= Cliff Biggers =

American comic book writer and journalist

Cliff Biggers is an American comic book writer and journalist. His first published writing appeared in fanzines in the mid-1960s. He was a founding member of the amateur press alliance (APA) Myriad and was active in the Southern Fandom Press Alliance, a southeastern-based science fiction amateur press association. He was also involved in Galaxy, CAPA-Alpha, Apa-5, and other amateur press alliances.

==Career==
Biggers' first professional writing was done for Jim Steranko's Mediascene magazine in 1972; he worked intermittently for Steranko for two years. At the same time, he and his wife Susan H. Biggers co-edited and published the science fiction review magazine Future Retrospective. He and Susan Biggers received the 1977 Rebel Award for outstanding Southern science fiction fan achievement for their work with Future Retrospective.

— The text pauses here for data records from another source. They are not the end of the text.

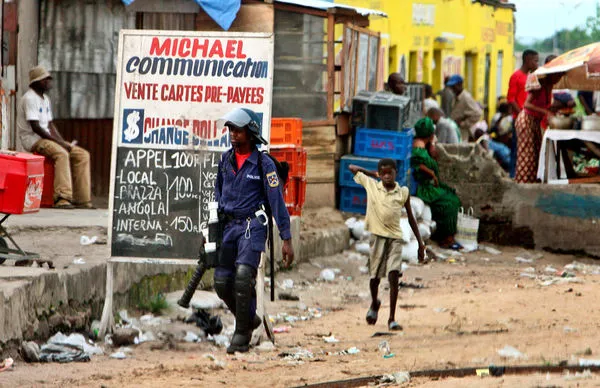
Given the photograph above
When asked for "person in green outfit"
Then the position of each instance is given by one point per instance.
(440, 197)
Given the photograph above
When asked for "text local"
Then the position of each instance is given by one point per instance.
(191, 47)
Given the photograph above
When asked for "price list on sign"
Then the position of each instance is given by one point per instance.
(171, 90)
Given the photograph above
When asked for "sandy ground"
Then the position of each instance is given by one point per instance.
(548, 324)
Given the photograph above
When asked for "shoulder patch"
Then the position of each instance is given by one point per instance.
(273, 179)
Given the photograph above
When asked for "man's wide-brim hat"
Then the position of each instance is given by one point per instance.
(38, 73)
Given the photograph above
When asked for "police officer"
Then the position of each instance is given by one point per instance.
(247, 182)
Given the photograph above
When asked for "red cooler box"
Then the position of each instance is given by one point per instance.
(21, 182)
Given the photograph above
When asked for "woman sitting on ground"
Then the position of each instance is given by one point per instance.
(441, 198)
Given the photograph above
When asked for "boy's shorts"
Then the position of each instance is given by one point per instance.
(386, 256)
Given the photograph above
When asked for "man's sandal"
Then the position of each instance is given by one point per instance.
(394, 326)
(372, 313)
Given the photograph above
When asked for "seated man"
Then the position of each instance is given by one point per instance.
(38, 134)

Biggers was a founding member of the Atlanta Science Fiction Club (ASFiC) in 1977. He wrote and edited Atarantes, the ASFiC publication, until 1982, when he cut back his involvement in Atlanta science fiction.

In 1982, Biggers became a co-owner of a comic shop, Dr. No's, for which he began writing a newsletter, The Doctor Knows. That newsletter grew into Comic Shop News, a publication he co-launched with Ward Batty in the spring of 1987. CSN grew to become the largest-circulation weekly in the comic book industry, and still continues as a weekly publication.
Biggers also wrote dozens of articles for Krause Publications' Comics Buyer's Guide in the 1980s and 1990s, and acted as their primary price guide adviser for many of those years.
Biggers also created and wrote the comic book After Apocalypse, which featured the first published artwork of Mark Bagley (who would later go on to illustrate The Amazing Spider-Man and Ultimate Spider-Man) and Dave Johnson.

In the 1990s, he co-wrote Earth Boys with Brett Brooks; the series was illustrated by co-creator Dave Johnson. The recurring comic book story was featured in several issues of Dark Horse Comics' Dark Horse Presents.
He and Brett Brooks also co-wrote the final three issues of I-Bots, the Tekno Comics series based on a concept by Isaac Asimov. In those issues, they introduced the Corp-Bots, a group of characters who were scheduled to appear in their own adventures until Tekno abruptly ceased publishing.

Biggers remains the primary writer for Comic Shop News and is a frequent contributor (with a featured column appearing at least monthly) to the Newsarama website.